Explainable fake news detection¶
Explainable (or interpretable) fake news detection goes beyond binary classification to identify why a news article is predicted to be fake. Rather than a single score, explainable methods surface evidence: key sentences in the article, important features, or user comments that support the fake/real label. This transparency is critical for academic research, legal contexts, and user trust.
Key approaches:
- Attention mechanisms: Hierarchical attention weights on words and sentences highlight which parts of the news drove the classification decision. See hierarchical attention.
- Comment-based explanations: User responses (skepticism, fact-checking comments) signal which sentences are disputed or false. Jointly modeling news content and comments makes explanations grounded in reader feedback.
- Feature importance analysis: Post-hoc interpretation of learned representations (e.g., attention weights, word embeddings) to identify which input tokens or linguistic features contributed most to the prediction.
- Fact-checking integration: Explicit modeling of fact-checked claims within the article text; predicted fake-news labels paired with sentence-level fact check scores.
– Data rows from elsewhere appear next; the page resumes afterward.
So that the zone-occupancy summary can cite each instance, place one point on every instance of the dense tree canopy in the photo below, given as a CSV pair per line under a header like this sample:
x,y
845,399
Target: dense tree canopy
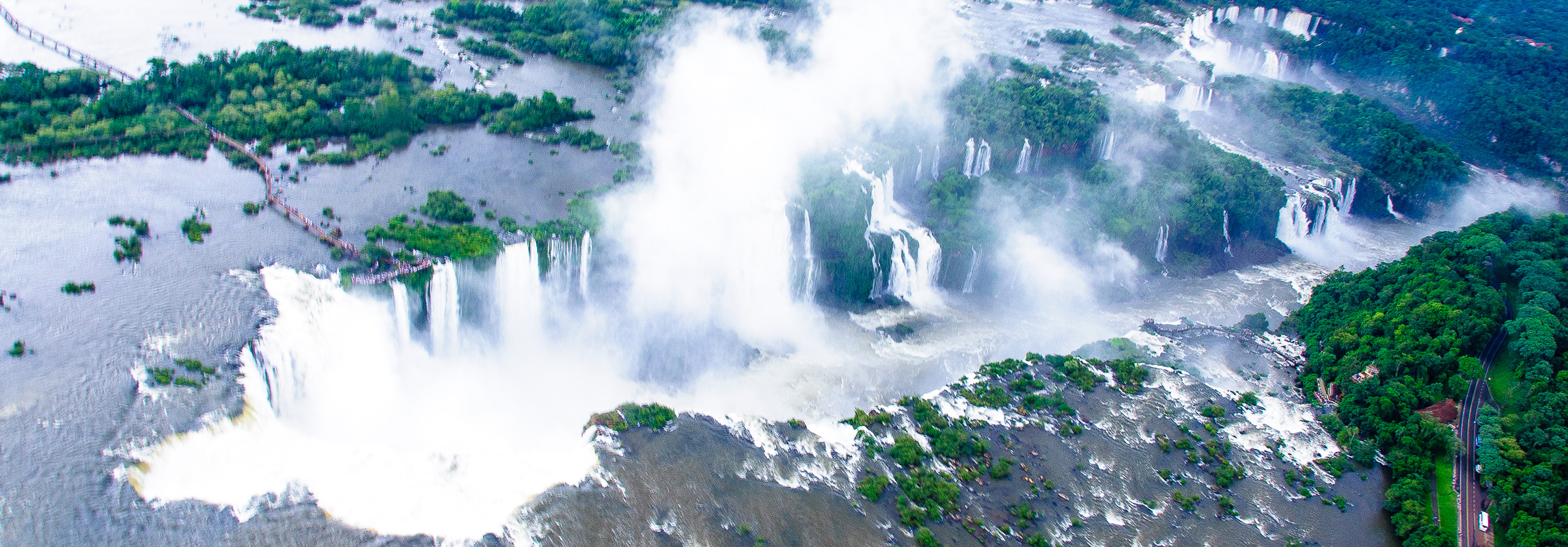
x,y
273,94
1391,156
607,34
1421,322
1500,82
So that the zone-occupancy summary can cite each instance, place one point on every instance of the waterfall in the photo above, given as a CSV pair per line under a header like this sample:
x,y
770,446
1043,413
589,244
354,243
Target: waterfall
x,y
969,157
937,159
1162,245
1316,211
519,293
444,308
1226,228
1391,212
1194,98
1151,94
984,159
974,269
1023,159
582,271
808,258
911,270
1297,23
400,311
1274,65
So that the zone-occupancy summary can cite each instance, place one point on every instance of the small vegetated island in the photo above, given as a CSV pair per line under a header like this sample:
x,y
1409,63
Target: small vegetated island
x,y
607,34
1407,334
278,93
1390,157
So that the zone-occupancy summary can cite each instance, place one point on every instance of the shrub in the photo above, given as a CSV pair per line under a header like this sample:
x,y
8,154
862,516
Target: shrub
x,y
907,452
651,416
77,289
195,229
872,486
448,206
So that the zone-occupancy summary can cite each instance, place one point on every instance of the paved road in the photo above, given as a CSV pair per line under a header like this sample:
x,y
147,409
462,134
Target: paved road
x,y
1479,394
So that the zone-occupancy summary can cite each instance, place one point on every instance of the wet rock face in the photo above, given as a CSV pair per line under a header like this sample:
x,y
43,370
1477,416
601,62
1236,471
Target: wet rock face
x,y
1140,468
695,483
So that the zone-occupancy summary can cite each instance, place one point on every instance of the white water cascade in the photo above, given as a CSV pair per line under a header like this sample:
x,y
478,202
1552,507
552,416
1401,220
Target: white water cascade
x,y
969,157
911,274
519,295
1194,98
1316,211
452,442
1023,159
1205,44
1226,228
444,308
808,261
582,271
1162,243
974,269
984,159
1391,212
400,312
937,162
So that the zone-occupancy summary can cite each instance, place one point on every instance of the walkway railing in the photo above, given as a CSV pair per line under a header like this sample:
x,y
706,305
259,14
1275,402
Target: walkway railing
x,y
70,52
273,194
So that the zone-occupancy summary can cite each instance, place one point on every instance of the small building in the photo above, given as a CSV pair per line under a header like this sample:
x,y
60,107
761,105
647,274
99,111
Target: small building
x,y
1444,411
1364,373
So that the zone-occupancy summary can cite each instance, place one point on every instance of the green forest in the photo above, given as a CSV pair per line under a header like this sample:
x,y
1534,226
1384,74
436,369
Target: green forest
x,y
1391,156
273,94
609,34
1495,90
1422,322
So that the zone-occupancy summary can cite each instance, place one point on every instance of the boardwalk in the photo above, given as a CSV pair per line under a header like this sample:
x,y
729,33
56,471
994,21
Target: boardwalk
x,y
70,52
275,196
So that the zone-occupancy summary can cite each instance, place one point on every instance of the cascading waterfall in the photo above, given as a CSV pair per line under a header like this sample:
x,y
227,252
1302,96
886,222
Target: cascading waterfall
x,y
937,159
1274,63
1226,228
911,270
984,159
808,258
969,159
1299,23
974,269
1316,212
444,308
582,269
400,312
1194,98
1205,44
519,293
1391,212
1162,243
565,264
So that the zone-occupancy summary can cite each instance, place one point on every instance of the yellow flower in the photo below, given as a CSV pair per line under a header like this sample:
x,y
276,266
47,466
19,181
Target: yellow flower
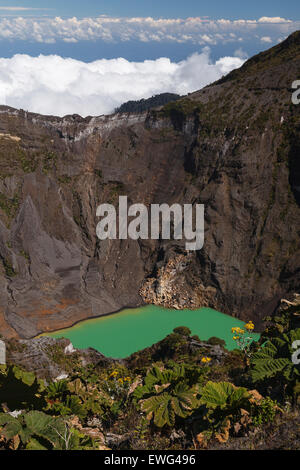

Evaluation of explainability is challenging: metrics include human evaluations of explanation quality (e.g., annotators rating whether top-k sentences truly "explain" the fake label), precision/recall of identified check-worthy sentences, and ranking metrics like MAP (Mean Average Precision).
Key papers¶
- Shu et al. (2019) — dEFEND: Hierarchical attention + sentence-comment co-attention to jointly detect fake news and explain via top-k sentences and comments; human evaluation via AMT shows dEFEND ranks check-worthy sentences better than HPA-BLSTM.
- Jin et al. (2021) — Towards Fine-Grained Reasoning for Fake News Detection: Provides explainability through fine-grained reasoning over claim-evidence graphs, identifying which evidence groups matter most and which tokens within evidence drive predictions. Uses kernel-based attention mechanisms and importance priors to surface interpretable reasoning steps; case studies show the model correctly identifies suspicious evidence (e.g., anonymous server hack claims) versus mainstream coverage.
Connections¶
- Hierarchical attention networks are a primary mechanism for explainability in neural fake-news detectors.
- User comments provide external signals that ground explanations in community skepticism and fact-checking.
- Content-based detection typically uses explainability mechanisms internally; social-context methods can add explanations via social features.